La quête de l’eau
L’eau est un enjeu majeur des missions vers la Lune et au-delà
Au fil de son histoire, de l’eau a régulièrement été amenée sur la Lune par des comètes et des astéroïdes. Toutefois, dans la plupart des cas, elle n’y reste pas. Réchauffée par les températures extrêmes – jusqu’à +120° – du jour lunaire, l’eau se sublime. Le gaz n’est pas retenu, comme sur Terre, par une atmosphère. L’eau s’échappe dans l’espace.

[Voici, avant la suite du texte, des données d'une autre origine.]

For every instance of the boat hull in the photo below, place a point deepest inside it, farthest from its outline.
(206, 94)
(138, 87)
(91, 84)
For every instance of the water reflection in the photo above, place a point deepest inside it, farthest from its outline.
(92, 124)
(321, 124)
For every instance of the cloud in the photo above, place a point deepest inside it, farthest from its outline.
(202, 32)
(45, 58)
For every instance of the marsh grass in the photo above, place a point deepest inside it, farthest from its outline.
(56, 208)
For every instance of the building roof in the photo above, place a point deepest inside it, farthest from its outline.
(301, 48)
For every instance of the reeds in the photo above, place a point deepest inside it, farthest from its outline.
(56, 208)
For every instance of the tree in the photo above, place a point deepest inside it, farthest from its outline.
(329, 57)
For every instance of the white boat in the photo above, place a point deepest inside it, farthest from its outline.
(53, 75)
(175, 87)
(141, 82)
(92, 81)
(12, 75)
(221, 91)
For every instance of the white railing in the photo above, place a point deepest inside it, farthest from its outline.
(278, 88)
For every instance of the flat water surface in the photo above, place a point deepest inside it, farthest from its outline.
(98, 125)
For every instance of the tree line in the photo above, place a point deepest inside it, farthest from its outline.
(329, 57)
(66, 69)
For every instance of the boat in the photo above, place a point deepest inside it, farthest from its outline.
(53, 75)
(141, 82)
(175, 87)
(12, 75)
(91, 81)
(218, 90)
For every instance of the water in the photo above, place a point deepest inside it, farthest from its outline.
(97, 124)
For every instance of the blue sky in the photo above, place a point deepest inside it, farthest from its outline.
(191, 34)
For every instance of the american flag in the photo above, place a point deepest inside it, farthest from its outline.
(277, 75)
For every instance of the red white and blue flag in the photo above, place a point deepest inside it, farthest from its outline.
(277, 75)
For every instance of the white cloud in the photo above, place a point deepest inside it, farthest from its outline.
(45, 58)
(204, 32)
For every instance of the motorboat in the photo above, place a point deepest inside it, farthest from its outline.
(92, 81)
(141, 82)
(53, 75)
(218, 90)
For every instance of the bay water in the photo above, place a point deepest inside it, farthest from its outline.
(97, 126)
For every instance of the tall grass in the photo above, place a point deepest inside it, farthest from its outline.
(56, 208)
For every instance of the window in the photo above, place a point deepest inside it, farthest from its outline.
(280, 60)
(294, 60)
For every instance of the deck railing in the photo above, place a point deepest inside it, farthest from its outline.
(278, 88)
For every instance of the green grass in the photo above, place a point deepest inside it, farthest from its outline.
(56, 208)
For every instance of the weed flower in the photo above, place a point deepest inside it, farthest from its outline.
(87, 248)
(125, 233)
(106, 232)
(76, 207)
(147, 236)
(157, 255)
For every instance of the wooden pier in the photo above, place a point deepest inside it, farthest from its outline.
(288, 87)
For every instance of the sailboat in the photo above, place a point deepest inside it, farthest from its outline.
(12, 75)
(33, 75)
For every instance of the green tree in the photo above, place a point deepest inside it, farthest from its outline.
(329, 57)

Mais en 1999, la sonde Lunar Prospector a détecté des traces d’eau, sous forme de glace, au fond des cratères les moins éclairés. Le Pôle Sud de la Lune est un bassin d’impact particulièrement chaotique. Or, si les crêtes des cratères sont éclairées, quasiment en permanence, le fond des cratères est, par endroit, dans le noir permanent. Des observations confirmées en 2009 par l’orbiteur lunaire Lunar Reconnaissance Orbiter (LRO).
Le défi de l’ISRU
À la Cité de l’espace, l’exposition “Lune : épisode II”, explique aux visiteurs les enjeux de la ressource en eau à la surface de la Lune. L’eau pourrait, en effet, être utilisée par les astronautes dans ce que les agences spatiales appellent l’ISRU (In-situ ressources utilization). L’eau pourrait se boire, mais aussi être transformée en oxygène pour respirer. Et, avec de l’oxygène et de l’hydrogène, on fait aussi décoller des fusées. L’expérimentation de l’utilisation de ces ressources sur la Lune, pourrait permettre, à plus long terme, d’éprouver ces technologies pour des voyages sur Mars.